In other words, if Britain votes to leave the EU, it can kiss goodbye to a trade deal with America anytime soon.
Start with the fact that the substance of this threat is specious at best. The United Kingdom was America’s seventh-largest trading partner in 2015, ahead of every European nation except Germany. Yes, the EU overall outweighs the UK, but the notion that America is going to sit down with trade representatives from the Republic of Congo while the British shiver in the rain is absurd. And anyways, trade between the U.S. and the UK is humming along even without a current agreement.
There’s also the larger question of whether Obama should be staging a Brexit intervention in the first place. The EU has an anti-American bent that’s often worked against our national interest. And the tenor of the anti-Brexit Remain campaign has been one of untrammeled scaremongering that’s earned it the apt nickname “Project Fear,” as Cameron and his ministers try to spook the British people over everything from a collapse in economic growth to a blockage in trade. Is this really what the president of “yes we can” wants to associate himself with?
Boris Johnson, the flaxen-haired public face of the pro-Brexit Leave campaign, recently wrote an op-ed for the Sun denouncing Obama, and while it elicited more attention for its heedless attack on our “part-Kenyan President,” it also made this point about the EU:
It is deeply anti-democratic – and much as I admire the United States, and much as I respect the President, I believe he must admit that his country would not dream of embroiling itself in anything of the kind.
The US guards its democracy with more hysterical jealousy than any other country on earth.
He’s right, you know. Try to infringe on our affairs the way Brussels has with Britain, and Americans would be back at Lexington and Concord. We aren’t entirely comfortable being governed from Washington (as non-exotic a capital as you’re likely to find), let alone Ontario or Mexico City, which is why Vermont mulled seceding from the union during the Bush administration and secessionist rumblings were heard from Texas at the start of Obama’s presidency. The pompous, pallid, disconnected micromanagement of the EU runs counter to everything we stand for. Our freedom, our sovereignty, our local control—they’re in our marrow, as cheesy as that might sound.
So why are we demanding that the nation from which we inherited these ideas—the nation of the Magna Carta, John Locke, John Stuart Mill, and English liberalism—apply a wholly different standard, one that would have us in the streets with pitchforks? And why aren’t we more startled that the home of George Orwell—who foreshadowed the creation of supra-national states with Oceania and Eurasia in Nineteen Eighty-Four—has signed on to the European Union?

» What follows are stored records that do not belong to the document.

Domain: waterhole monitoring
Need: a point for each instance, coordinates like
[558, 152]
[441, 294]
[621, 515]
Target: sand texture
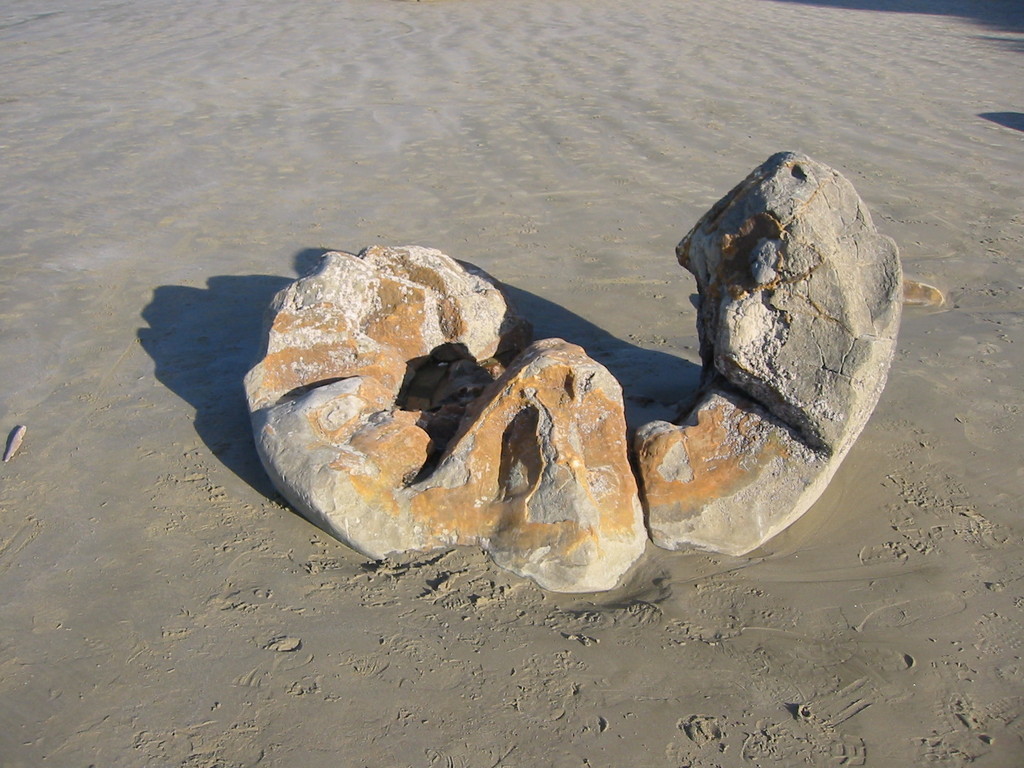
[168, 166]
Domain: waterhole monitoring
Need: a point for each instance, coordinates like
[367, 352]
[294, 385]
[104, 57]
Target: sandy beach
[168, 166]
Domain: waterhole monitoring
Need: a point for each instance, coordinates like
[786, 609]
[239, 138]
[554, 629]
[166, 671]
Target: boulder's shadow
[203, 341]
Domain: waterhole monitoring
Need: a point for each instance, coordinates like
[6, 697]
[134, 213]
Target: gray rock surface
[383, 412]
[800, 304]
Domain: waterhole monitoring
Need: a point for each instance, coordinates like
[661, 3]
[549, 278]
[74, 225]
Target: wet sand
[168, 166]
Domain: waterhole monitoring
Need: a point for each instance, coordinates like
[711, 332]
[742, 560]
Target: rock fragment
[392, 407]
[800, 304]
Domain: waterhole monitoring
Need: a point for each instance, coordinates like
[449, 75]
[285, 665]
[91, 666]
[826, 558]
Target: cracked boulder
[398, 407]
[800, 304]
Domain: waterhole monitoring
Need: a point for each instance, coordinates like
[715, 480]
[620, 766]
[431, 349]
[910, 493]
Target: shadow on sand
[995, 15]
[204, 340]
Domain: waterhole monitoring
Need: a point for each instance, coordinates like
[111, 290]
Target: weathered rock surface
[800, 304]
[384, 412]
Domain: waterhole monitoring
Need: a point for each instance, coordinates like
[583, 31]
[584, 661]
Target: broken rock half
[398, 407]
[800, 305]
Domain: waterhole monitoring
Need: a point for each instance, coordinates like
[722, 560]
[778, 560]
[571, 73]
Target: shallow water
[169, 165]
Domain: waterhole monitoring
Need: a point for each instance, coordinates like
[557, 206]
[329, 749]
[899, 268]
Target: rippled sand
[167, 166]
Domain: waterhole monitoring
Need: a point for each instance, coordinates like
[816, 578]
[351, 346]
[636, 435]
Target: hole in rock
[440, 386]
[297, 392]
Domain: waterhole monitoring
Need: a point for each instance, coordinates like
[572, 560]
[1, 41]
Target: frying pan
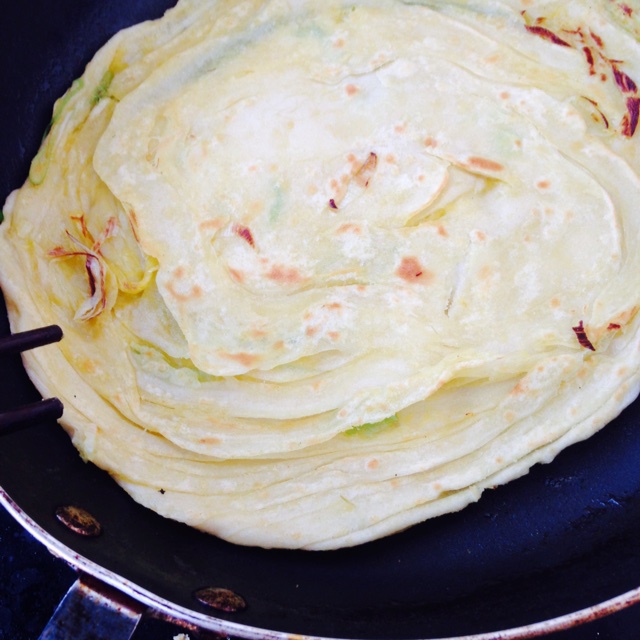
[556, 547]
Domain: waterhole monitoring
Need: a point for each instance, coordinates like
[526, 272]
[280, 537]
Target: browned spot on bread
[484, 164]
[236, 275]
[411, 270]
[349, 227]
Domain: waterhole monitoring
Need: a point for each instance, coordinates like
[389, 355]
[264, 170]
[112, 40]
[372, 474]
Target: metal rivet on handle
[79, 521]
[221, 599]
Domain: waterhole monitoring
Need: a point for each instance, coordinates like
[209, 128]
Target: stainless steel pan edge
[190, 619]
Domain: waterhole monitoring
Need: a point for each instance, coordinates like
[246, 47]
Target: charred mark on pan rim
[78, 520]
[220, 599]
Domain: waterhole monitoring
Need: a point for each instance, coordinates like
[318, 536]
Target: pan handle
[92, 610]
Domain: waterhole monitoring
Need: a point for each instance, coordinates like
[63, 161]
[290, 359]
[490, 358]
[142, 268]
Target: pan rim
[184, 616]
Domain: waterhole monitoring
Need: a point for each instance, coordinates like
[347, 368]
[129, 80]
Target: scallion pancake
[328, 269]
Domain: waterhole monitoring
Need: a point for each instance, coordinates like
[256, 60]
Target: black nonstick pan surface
[558, 541]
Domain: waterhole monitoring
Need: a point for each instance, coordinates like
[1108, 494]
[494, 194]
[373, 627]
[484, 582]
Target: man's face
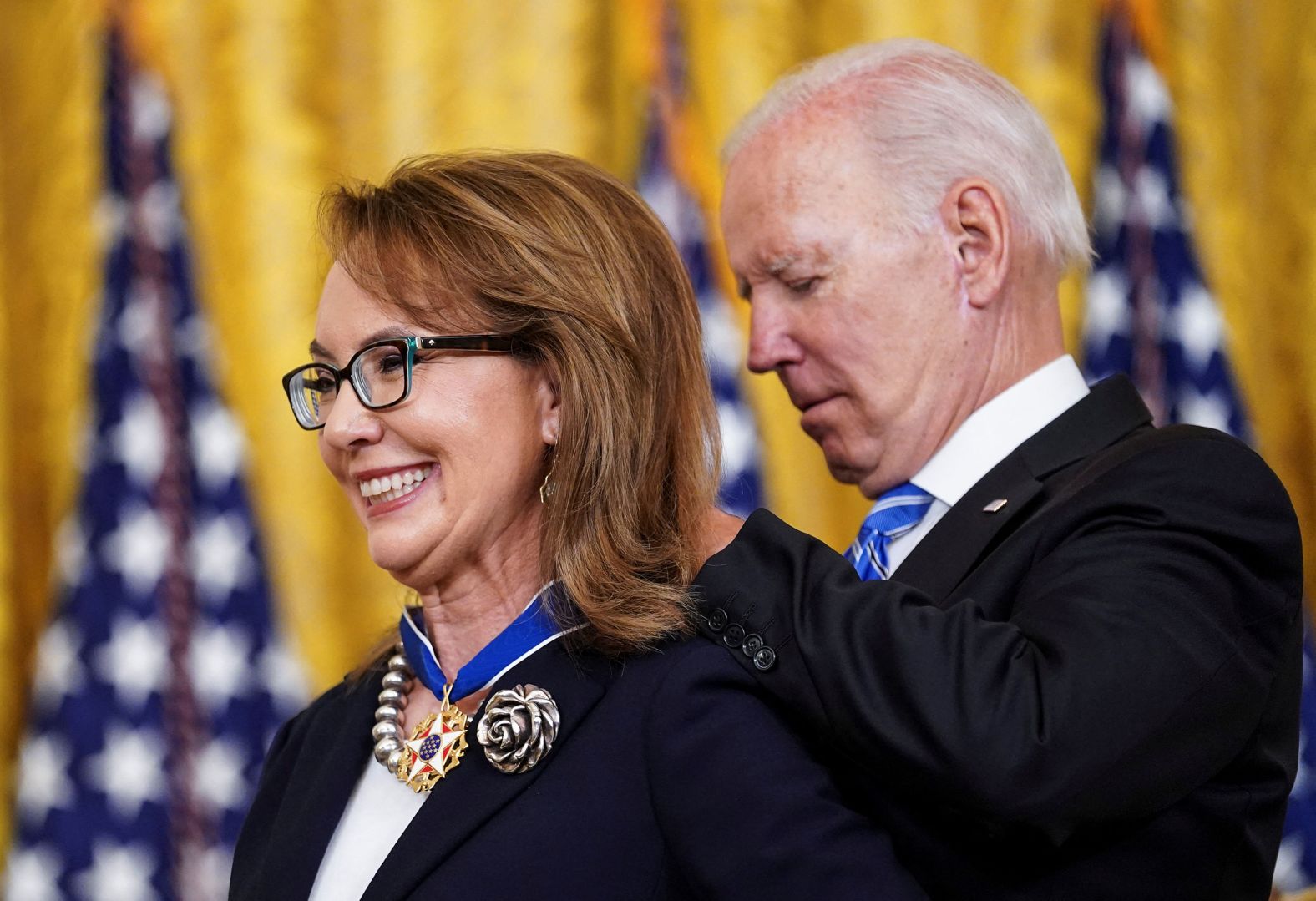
[866, 328]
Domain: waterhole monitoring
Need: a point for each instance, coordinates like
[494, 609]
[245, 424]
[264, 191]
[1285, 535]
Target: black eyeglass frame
[408, 345]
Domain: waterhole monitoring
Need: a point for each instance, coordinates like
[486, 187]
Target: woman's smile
[381, 491]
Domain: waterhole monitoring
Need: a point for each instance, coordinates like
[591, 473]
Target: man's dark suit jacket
[669, 779]
[1087, 693]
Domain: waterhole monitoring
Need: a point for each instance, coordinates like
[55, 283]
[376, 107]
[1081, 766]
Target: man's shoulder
[1185, 457]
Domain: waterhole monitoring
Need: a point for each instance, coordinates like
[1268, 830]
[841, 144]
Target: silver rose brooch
[518, 727]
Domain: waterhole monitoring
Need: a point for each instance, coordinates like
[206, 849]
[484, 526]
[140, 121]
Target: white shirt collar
[999, 427]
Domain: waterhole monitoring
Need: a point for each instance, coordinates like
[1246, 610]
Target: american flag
[158, 681]
[1151, 315]
[676, 204]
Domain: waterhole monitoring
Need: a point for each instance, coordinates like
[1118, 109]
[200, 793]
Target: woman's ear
[550, 404]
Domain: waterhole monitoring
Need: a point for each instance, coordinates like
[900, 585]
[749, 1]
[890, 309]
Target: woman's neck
[461, 622]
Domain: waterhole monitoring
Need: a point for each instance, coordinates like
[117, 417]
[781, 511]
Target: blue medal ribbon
[530, 630]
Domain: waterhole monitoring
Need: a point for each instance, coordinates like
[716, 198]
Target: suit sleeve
[745, 811]
[1126, 662]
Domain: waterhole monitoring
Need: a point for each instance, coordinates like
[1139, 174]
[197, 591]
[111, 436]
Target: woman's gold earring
[548, 487]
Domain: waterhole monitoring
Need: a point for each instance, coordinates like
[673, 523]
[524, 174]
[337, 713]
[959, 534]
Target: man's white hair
[934, 116]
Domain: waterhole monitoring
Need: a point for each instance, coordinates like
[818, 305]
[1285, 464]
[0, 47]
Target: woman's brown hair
[554, 251]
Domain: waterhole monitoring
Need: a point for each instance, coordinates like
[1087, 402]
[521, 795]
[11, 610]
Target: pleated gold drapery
[274, 99]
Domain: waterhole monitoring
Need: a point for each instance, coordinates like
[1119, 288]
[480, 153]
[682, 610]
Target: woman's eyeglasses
[379, 372]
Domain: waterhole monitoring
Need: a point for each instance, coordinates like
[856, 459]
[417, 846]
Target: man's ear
[974, 216]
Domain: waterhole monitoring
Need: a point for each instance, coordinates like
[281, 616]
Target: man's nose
[770, 341]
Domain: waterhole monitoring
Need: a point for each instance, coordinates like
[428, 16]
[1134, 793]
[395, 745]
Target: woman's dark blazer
[669, 779]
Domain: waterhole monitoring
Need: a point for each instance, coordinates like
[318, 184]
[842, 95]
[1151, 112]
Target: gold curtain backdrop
[276, 99]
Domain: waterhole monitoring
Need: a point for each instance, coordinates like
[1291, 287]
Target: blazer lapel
[474, 791]
[319, 789]
[948, 553]
[968, 530]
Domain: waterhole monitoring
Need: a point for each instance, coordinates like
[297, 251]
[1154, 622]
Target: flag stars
[1210, 409]
[139, 324]
[158, 215]
[1149, 99]
[1111, 199]
[133, 661]
[139, 439]
[32, 873]
[1153, 198]
[1107, 306]
[220, 663]
[59, 671]
[283, 678]
[219, 775]
[1197, 325]
[71, 551]
[118, 873]
[43, 763]
[723, 337]
[129, 770]
[139, 549]
[740, 441]
[221, 558]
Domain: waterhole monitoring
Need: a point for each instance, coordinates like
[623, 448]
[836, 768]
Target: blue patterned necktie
[895, 514]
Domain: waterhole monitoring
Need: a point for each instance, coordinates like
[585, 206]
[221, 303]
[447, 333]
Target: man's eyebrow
[387, 332]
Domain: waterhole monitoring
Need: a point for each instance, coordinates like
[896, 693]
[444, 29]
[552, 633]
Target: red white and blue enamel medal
[434, 749]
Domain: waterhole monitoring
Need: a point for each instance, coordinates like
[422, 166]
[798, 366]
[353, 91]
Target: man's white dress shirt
[987, 437]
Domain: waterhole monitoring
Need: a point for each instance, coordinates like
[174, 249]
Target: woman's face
[468, 443]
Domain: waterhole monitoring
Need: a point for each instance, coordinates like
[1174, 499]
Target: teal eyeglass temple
[303, 392]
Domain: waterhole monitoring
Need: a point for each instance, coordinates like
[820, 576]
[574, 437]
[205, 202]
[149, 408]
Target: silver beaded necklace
[392, 700]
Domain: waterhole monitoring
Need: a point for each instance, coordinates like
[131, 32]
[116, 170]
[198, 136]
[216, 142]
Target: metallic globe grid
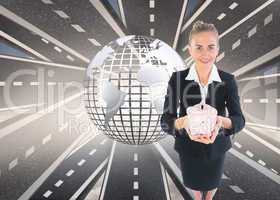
[136, 121]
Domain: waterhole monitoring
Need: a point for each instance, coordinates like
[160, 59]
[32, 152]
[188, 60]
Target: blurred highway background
[49, 149]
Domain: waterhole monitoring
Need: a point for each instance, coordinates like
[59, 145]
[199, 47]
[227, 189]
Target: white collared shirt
[214, 76]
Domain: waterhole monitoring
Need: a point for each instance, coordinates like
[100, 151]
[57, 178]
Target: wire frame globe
[135, 121]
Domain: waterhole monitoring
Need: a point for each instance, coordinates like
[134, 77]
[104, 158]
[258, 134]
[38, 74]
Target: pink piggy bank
[202, 118]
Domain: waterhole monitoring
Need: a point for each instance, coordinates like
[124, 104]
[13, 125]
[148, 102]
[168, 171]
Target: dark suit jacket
[182, 93]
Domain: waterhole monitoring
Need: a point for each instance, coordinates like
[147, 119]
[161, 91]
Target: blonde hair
[200, 26]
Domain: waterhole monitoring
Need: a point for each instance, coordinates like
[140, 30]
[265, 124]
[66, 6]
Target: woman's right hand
[182, 122]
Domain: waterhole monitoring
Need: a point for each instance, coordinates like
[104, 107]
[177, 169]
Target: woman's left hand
[216, 129]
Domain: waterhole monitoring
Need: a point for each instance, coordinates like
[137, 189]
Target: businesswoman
[201, 157]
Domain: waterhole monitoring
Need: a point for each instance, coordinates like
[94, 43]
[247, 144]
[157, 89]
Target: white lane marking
[70, 58]
[20, 107]
[233, 5]
[64, 126]
[135, 171]
[79, 116]
[92, 152]
[262, 162]
[272, 176]
[13, 164]
[30, 118]
[276, 128]
[268, 19]
[135, 185]
[152, 18]
[57, 49]
[258, 62]
[165, 182]
[81, 162]
[17, 19]
[22, 45]
[61, 14]
[236, 44]
[262, 141]
[94, 42]
[47, 1]
[70, 172]
[152, 31]
[122, 12]
[151, 4]
[47, 139]
[51, 83]
[221, 16]
[196, 14]
[236, 189]
[86, 140]
[7, 115]
[107, 17]
[264, 100]
[247, 100]
[102, 193]
[45, 41]
[135, 157]
[103, 142]
[180, 22]
[43, 62]
[259, 77]
[58, 183]
[89, 180]
[29, 152]
[78, 28]
[246, 18]
[16, 83]
[47, 194]
[249, 153]
[135, 197]
[34, 83]
[274, 171]
[252, 31]
[237, 144]
[35, 185]
[172, 165]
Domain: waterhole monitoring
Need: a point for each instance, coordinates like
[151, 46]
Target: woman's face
[204, 49]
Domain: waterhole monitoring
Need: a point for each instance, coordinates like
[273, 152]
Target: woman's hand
[182, 122]
[202, 138]
[214, 133]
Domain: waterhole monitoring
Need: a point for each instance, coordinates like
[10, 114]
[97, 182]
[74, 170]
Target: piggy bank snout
[202, 118]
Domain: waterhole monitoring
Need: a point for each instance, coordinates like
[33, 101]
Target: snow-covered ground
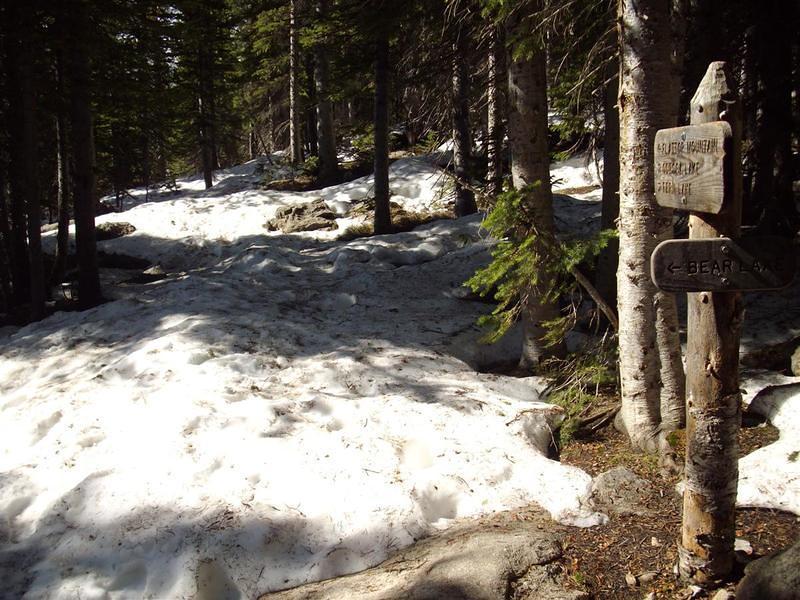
[278, 409]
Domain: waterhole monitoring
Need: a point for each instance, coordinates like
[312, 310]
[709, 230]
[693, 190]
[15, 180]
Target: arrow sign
[723, 265]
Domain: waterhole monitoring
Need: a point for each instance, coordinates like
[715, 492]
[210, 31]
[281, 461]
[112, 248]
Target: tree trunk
[62, 176]
[295, 142]
[5, 235]
[607, 261]
[83, 184]
[462, 146]
[26, 209]
[383, 218]
[773, 176]
[673, 377]
[204, 118]
[326, 136]
[530, 173]
[495, 102]
[645, 38]
[706, 550]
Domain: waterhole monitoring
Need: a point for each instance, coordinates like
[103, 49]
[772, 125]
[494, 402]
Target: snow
[280, 409]
[277, 409]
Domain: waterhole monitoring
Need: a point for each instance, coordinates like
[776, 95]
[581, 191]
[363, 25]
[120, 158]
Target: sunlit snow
[278, 408]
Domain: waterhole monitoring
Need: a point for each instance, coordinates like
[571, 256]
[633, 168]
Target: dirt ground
[598, 559]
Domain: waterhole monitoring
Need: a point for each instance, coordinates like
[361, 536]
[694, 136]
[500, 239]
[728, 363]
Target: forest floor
[597, 559]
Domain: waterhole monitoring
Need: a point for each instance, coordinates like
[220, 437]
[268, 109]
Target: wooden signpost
[689, 166]
[698, 168]
[723, 265]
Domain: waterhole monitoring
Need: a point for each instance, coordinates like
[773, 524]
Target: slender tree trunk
[26, 208]
[62, 236]
[530, 173]
[462, 145]
[295, 142]
[326, 136]
[83, 183]
[645, 39]
[494, 111]
[706, 549]
[607, 261]
[311, 111]
[5, 238]
[774, 164]
[204, 116]
[383, 218]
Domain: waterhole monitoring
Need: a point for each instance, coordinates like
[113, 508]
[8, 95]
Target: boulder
[112, 230]
[474, 564]
[620, 491]
[307, 217]
[776, 577]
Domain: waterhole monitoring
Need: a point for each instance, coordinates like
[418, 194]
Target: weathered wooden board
[723, 265]
[689, 166]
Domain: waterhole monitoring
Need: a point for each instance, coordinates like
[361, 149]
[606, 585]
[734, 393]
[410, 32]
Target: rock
[308, 217]
[775, 357]
[110, 231]
[471, 564]
[647, 577]
[776, 577]
[620, 491]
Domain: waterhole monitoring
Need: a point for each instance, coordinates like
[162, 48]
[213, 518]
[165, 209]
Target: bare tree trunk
[62, 177]
[530, 173]
[673, 377]
[462, 145]
[326, 136]
[23, 145]
[645, 39]
[62, 236]
[607, 261]
[5, 235]
[494, 111]
[383, 218]
[706, 550]
[774, 164]
[295, 142]
[83, 184]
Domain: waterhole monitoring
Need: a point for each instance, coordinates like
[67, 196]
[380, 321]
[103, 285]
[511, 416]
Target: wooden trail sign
[689, 166]
[723, 265]
[713, 397]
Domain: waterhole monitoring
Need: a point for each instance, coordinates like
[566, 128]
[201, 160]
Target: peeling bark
[645, 36]
[706, 554]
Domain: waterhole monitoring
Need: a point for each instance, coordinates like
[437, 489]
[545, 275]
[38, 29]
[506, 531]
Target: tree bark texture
[645, 37]
[326, 136]
[383, 219]
[772, 187]
[62, 173]
[26, 208]
[5, 234]
[607, 261]
[495, 102]
[62, 177]
[205, 117]
[295, 141]
[462, 144]
[706, 554]
[83, 183]
[530, 172]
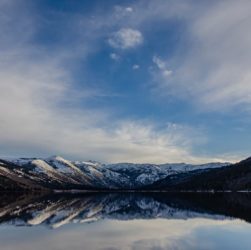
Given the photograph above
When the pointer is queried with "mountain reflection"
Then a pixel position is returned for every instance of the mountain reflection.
(55, 211)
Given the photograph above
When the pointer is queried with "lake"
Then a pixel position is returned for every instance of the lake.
(125, 221)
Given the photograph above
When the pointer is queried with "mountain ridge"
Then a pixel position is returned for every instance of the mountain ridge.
(57, 173)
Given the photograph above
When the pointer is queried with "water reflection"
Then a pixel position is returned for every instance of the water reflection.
(54, 211)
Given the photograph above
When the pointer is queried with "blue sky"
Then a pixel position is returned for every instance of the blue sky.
(138, 81)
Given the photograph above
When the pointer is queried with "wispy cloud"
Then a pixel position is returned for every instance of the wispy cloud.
(162, 66)
(126, 38)
(40, 115)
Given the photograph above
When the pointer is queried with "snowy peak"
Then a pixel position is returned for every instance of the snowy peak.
(58, 173)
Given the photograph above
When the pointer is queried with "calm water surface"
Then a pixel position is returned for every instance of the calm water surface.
(125, 221)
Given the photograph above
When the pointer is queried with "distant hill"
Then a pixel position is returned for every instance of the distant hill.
(57, 173)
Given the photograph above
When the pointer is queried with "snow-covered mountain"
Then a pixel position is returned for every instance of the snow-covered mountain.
(58, 173)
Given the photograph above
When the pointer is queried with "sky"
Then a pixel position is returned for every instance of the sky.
(126, 81)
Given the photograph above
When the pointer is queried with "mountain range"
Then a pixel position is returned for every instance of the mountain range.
(58, 174)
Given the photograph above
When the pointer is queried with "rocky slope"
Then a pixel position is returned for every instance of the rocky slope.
(57, 173)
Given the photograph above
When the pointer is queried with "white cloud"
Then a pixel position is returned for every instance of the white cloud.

There are upsides to Britain remaining in the EU, most notably stability and access to the world’s largest free-trade zone. But ultimately, the Brits are deciding on a question with far greater consequence than the sugar rush of quarterly GDP numbers: whether they should be wholly sovereign or whether they should mortgage some of their sovereignty to Brussels. That’s a question for them to decide, not the American president. Anyways, we already know what our answer would be.